Now You’re One of Us
Asa Nonami

Vertical, Inc.
Trade Paperback, $14.95
Reviewed by Sheila Merritt

The mysteries of the Far East become even more mysterious in the novel Now You’re One of Us. Set in Japan, and originally written in Japanese, it loses little in translation. The language of horror is universal.

The book begins with the classic gothic set-up. A young woman, Noriko, marries and moves with her new husband into the family abode. The problem is, his multi-generational family lives there, as well. Noriko becomes the ninth person in the household, which warmly welcomes her into the fold. Of course, as time passes, the new bride begins to have misgivings about her freshly acquired family: “Their restless glances bore no relation to the words they were exchanging, creating an eerie, at times almost vicious atmosphere. People who don’t need words. A close-knit family.”

Ihis insular environment wreaks havoc on the protagonist’s emotions, as she veers from extreme doubt to longing for familial acceptance. She wonders about the various plants in the verdant garden, and finds it strange that there were no relatives outside of the groom’s household at his wedding to her. Then there’s the nagging question about a propane explosion that kills four people, one of whom seemed to have been a nuisance to Noriko’s in-laws.

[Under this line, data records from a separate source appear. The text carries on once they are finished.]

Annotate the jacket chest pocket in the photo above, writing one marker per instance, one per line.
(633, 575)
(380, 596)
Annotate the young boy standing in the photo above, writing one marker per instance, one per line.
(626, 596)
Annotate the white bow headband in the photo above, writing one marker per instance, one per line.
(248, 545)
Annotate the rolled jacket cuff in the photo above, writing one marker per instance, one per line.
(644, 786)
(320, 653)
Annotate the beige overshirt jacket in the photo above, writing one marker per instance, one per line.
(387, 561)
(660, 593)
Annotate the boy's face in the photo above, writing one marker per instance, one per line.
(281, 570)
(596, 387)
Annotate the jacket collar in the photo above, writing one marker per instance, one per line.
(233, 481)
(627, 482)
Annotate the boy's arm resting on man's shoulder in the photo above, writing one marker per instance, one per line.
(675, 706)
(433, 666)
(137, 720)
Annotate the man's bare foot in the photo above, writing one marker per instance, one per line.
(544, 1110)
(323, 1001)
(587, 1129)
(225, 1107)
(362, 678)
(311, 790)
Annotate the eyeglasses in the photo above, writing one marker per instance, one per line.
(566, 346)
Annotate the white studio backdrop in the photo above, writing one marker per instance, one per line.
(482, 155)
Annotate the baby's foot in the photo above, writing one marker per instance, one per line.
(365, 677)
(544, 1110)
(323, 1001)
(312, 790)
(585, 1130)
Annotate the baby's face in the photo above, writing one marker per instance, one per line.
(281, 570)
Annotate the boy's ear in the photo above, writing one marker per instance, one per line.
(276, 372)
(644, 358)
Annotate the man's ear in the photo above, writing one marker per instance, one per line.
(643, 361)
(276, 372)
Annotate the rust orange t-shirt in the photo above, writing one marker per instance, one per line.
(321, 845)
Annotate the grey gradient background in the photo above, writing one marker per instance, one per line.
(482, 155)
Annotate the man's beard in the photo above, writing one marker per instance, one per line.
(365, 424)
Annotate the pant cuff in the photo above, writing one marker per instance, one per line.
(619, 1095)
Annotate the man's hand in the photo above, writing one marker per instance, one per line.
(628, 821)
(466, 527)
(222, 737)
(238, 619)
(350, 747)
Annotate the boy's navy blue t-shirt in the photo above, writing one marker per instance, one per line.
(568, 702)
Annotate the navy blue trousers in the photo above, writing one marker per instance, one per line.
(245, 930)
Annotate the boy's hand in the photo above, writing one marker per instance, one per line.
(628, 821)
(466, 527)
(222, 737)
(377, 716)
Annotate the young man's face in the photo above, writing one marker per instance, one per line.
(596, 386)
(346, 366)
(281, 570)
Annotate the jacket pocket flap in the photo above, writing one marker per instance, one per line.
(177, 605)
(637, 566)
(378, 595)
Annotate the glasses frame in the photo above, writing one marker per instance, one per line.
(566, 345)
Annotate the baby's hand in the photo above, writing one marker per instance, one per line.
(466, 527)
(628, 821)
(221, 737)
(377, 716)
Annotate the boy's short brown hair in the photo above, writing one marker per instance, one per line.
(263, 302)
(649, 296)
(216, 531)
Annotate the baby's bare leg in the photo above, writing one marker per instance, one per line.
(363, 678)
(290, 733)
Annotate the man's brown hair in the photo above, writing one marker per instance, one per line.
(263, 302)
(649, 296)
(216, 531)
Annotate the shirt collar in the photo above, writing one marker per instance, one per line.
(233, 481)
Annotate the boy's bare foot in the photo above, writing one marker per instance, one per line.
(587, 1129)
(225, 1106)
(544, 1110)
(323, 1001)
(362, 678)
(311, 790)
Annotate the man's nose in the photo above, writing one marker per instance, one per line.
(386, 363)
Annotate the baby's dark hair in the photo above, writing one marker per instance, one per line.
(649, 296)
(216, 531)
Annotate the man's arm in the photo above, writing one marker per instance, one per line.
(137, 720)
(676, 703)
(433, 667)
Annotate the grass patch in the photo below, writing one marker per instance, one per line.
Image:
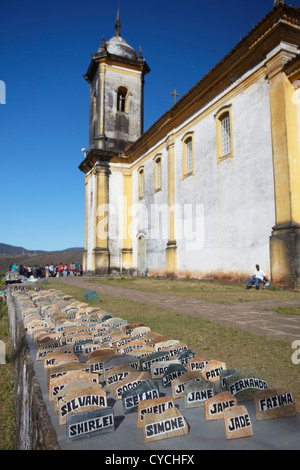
(235, 347)
(7, 393)
(210, 291)
(285, 310)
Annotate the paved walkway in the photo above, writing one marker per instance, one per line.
(248, 316)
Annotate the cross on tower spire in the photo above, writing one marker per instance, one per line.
(118, 24)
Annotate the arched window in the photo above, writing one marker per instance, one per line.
(157, 173)
(188, 154)
(224, 138)
(141, 183)
(122, 100)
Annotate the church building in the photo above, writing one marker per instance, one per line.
(213, 186)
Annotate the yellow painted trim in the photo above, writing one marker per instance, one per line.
(141, 182)
(185, 140)
(122, 71)
(157, 184)
(286, 153)
(218, 119)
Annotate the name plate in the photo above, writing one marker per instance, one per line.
(154, 357)
(196, 393)
(82, 400)
(214, 407)
(237, 422)
(131, 381)
(197, 363)
(179, 384)
(274, 403)
(89, 424)
(58, 383)
(168, 424)
(173, 371)
(158, 369)
(245, 384)
(147, 390)
(156, 406)
(114, 376)
(212, 370)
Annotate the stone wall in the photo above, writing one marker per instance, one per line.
(34, 430)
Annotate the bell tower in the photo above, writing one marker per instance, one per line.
(116, 78)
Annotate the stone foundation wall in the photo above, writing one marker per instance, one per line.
(34, 430)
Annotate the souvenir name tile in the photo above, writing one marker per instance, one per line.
(197, 363)
(132, 347)
(212, 370)
(74, 385)
(49, 360)
(143, 352)
(146, 390)
(176, 349)
(179, 384)
(129, 382)
(237, 422)
(89, 424)
(170, 423)
(196, 393)
(166, 344)
(79, 344)
(154, 357)
(120, 360)
(214, 407)
(173, 371)
(156, 406)
(100, 352)
(185, 356)
(128, 329)
(65, 358)
(114, 376)
(224, 374)
(81, 400)
(118, 344)
(140, 332)
(89, 348)
(274, 403)
(62, 369)
(244, 384)
(42, 353)
(158, 369)
(58, 383)
(96, 363)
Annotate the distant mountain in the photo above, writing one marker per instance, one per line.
(19, 250)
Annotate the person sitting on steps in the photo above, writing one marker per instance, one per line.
(258, 277)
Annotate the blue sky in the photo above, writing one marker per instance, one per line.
(45, 51)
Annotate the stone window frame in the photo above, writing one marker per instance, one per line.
(141, 182)
(122, 92)
(188, 163)
(224, 113)
(157, 173)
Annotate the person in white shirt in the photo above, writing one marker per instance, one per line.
(258, 277)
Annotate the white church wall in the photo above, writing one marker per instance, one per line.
(237, 194)
(90, 223)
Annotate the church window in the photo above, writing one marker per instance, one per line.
(141, 183)
(188, 154)
(122, 100)
(157, 174)
(224, 133)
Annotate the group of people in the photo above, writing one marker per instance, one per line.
(52, 270)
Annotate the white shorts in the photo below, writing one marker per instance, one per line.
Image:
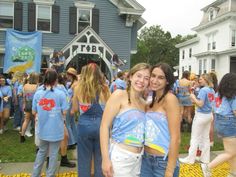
(124, 162)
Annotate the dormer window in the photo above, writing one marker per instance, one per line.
(212, 12)
(6, 15)
(84, 19)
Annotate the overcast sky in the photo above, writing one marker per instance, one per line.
(175, 16)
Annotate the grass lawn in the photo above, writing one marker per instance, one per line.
(11, 150)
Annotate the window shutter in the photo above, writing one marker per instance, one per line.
(18, 16)
(95, 20)
(73, 20)
(55, 19)
(31, 16)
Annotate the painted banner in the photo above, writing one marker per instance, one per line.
(23, 51)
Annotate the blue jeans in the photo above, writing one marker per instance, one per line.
(44, 148)
(18, 113)
(155, 166)
(225, 126)
(71, 127)
(88, 144)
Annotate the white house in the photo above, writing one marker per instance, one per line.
(214, 48)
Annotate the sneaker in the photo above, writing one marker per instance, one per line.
(185, 160)
(28, 134)
(205, 170)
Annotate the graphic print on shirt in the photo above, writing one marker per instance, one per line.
(47, 104)
(210, 97)
(218, 101)
(152, 132)
(136, 135)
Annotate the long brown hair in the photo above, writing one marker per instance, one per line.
(91, 84)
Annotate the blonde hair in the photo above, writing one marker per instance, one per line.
(91, 84)
(133, 70)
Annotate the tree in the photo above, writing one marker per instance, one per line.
(155, 45)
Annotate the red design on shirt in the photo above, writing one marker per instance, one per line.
(218, 101)
(47, 104)
(84, 108)
(210, 97)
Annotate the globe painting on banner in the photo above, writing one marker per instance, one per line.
(23, 51)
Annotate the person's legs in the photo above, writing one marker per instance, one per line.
(53, 152)
(41, 155)
(63, 145)
(229, 153)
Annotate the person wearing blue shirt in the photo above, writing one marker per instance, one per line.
(225, 124)
(162, 127)
(122, 126)
(50, 105)
(201, 122)
(6, 90)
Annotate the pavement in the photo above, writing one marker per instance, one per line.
(25, 169)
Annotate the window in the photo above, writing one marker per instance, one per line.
(6, 15)
(205, 66)
(44, 18)
(213, 64)
(200, 67)
(190, 53)
(211, 43)
(233, 38)
(84, 19)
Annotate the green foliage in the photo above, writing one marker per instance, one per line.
(155, 45)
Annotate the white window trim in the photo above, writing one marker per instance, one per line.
(9, 2)
(36, 23)
(44, 2)
(78, 9)
(84, 5)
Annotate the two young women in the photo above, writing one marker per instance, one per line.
(128, 124)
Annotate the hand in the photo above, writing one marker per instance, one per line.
(192, 97)
(107, 168)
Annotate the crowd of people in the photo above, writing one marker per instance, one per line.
(129, 127)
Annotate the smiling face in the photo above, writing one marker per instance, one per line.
(140, 80)
(158, 80)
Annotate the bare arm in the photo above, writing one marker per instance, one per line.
(111, 110)
(173, 115)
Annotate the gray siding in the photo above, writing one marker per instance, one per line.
(119, 38)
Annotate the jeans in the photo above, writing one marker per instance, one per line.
(71, 127)
(124, 162)
(44, 148)
(18, 113)
(88, 142)
(200, 137)
(225, 126)
(155, 166)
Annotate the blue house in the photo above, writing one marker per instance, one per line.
(92, 30)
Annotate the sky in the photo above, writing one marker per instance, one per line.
(175, 16)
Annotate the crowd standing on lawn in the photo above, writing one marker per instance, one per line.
(143, 104)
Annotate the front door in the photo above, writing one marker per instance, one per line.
(233, 64)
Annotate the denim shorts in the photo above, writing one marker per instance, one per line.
(155, 166)
(185, 101)
(225, 126)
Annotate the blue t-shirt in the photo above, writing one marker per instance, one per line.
(49, 105)
(206, 94)
(224, 106)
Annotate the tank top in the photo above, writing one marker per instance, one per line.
(157, 134)
(128, 128)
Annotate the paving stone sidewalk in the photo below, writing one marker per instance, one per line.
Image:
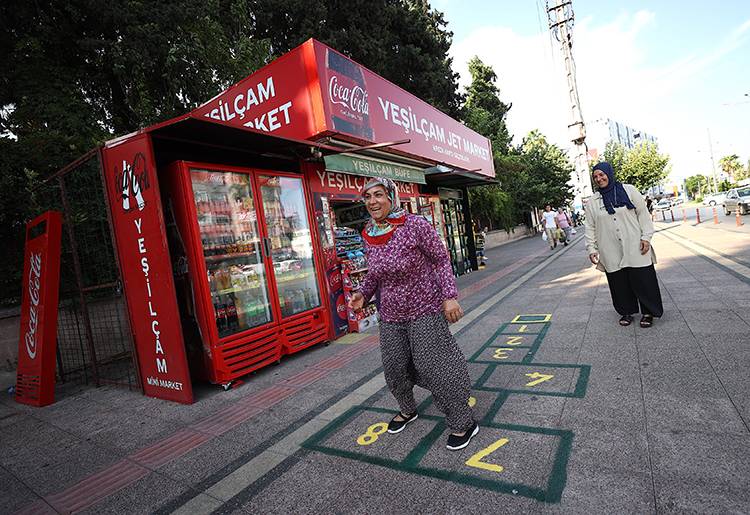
(577, 413)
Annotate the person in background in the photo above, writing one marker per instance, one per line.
(564, 223)
(649, 204)
(618, 239)
(549, 221)
(409, 265)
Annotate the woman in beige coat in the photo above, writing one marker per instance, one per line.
(618, 239)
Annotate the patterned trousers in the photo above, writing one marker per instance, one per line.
(423, 352)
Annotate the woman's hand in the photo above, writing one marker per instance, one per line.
(356, 302)
(452, 310)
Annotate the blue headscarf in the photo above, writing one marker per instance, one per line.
(614, 195)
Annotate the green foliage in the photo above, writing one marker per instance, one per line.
(484, 111)
(697, 185)
(78, 72)
(492, 207)
(731, 166)
(642, 166)
(405, 41)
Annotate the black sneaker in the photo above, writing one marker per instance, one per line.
(396, 426)
(456, 442)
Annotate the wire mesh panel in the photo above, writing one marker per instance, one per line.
(94, 340)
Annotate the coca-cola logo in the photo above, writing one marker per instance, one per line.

At times lulled by the attractiveness of the family and at other times repulsed by it, Noriko feels like an outsider. This only contributes to what could be interpreted as paranoia. There are head games played; manipulations galore, as well as pervasive uneasiness: “The hallway felt good beneath her bare feet. The cool, dry floor seemed to be her only direct contact with reality in that house.”

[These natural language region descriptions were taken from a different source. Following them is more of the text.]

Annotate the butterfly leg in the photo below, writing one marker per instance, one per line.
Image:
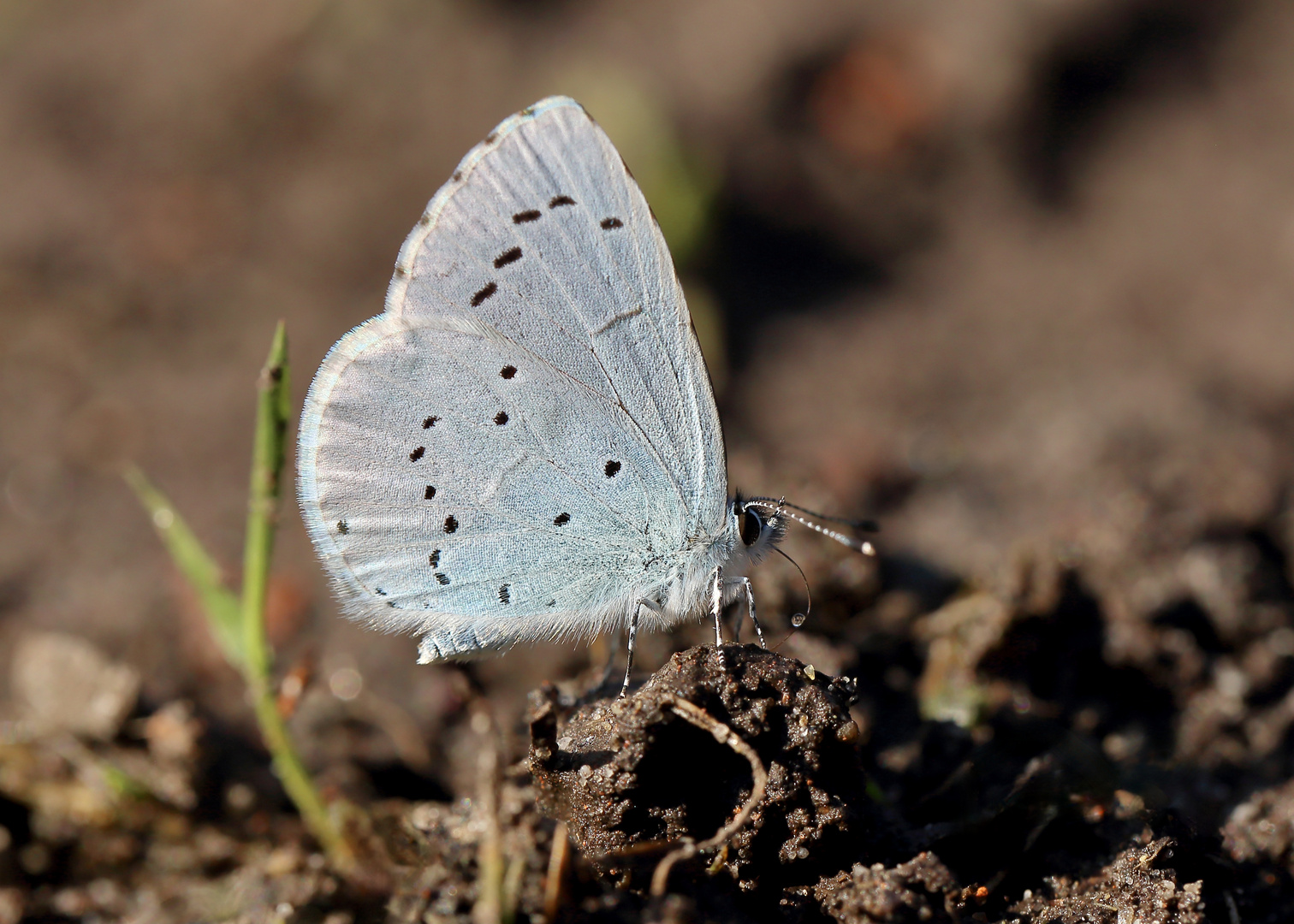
(750, 605)
(717, 605)
(633, 638)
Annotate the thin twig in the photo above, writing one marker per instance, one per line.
(558, 861)
(689, 712)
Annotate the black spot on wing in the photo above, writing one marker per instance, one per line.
(510, 255)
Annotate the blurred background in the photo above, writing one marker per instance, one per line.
(1015, 277)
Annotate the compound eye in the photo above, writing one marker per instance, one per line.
(752, 525)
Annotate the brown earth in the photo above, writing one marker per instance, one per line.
(1016, 280)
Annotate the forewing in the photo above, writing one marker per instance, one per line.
(527, 436)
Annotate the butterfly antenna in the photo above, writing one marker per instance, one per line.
(779, 507)
(798, 619)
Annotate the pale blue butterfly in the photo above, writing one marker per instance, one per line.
(525, 444)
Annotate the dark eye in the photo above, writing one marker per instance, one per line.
(752, 524)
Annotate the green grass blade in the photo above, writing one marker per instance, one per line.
(270, 451)
(199, 568)
(267, 469)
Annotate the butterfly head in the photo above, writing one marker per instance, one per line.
(760, 525)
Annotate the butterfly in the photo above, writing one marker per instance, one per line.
(525, 444)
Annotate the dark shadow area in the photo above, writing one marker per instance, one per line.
(1126, 53)
(761, 270)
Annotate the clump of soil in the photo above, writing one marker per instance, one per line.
(631, 774)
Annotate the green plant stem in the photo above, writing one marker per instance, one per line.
(267, 467)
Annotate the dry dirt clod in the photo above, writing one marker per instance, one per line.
(632, 779)
(65, 684)
(917, 891)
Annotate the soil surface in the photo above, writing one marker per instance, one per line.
(1018, 281)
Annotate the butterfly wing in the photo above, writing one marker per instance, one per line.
(525, 441)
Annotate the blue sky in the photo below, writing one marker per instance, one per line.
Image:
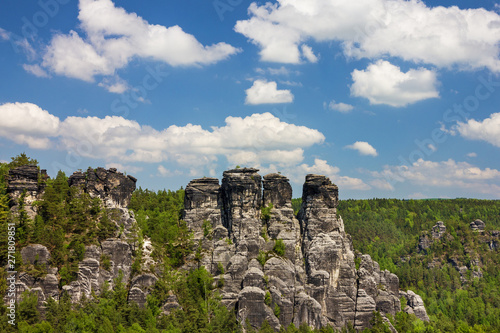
(387, 98)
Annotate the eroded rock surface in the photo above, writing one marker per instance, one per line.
(313, 279)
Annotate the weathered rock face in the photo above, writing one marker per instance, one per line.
(415, 305)
(477, 225)
(102, 263)
(425, 241)
(113, 187)
(314, 280)
(26, 179)
(438, 230)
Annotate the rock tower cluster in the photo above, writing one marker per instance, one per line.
(270, 264)
(239, 224)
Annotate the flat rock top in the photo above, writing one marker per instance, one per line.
(240, 170)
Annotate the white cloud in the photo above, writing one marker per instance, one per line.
(323, 168)
(445, 174)
(410, 30)
(263, 92)
(114, 84)
(124, 168)
(340, 107)
(308, 53)
(291, 83)
(487, 130)
(35, 70)
(364, 148)
(382, 184)
(253, 140)
(164, 172)
(26, 123)
(4, 35)
(384, 83)
(113, 37)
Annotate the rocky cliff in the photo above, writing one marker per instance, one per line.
(242, 224)
(102, 263)
(269, 264)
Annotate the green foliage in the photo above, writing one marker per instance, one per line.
(267, 298)
(296, 204)
(207, 229)
(279, 247)
(20, 160)
(105, 262)
(277, 310)
(262, 258)
(263, 233)
(159, 217)
(389, 230)
(265, 212)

Writer Asa Nonami won the first annual Japan Mystery Suspense Award for debut talent in 1988, and the Naoki Prize for excellence in popular fiction in 1996. Now You’re One of Us was originally published in Japan in 1993. A different country, a different culture, and characters who create something far more fishy than sushi, make for a very unusual reading experience. Jolting and disturbing, this is a powerful work; it’s an unconventional tale despite the conventional gothic trappings. Recommended to those who like “J Horror” movies and readers who don’t shock easily.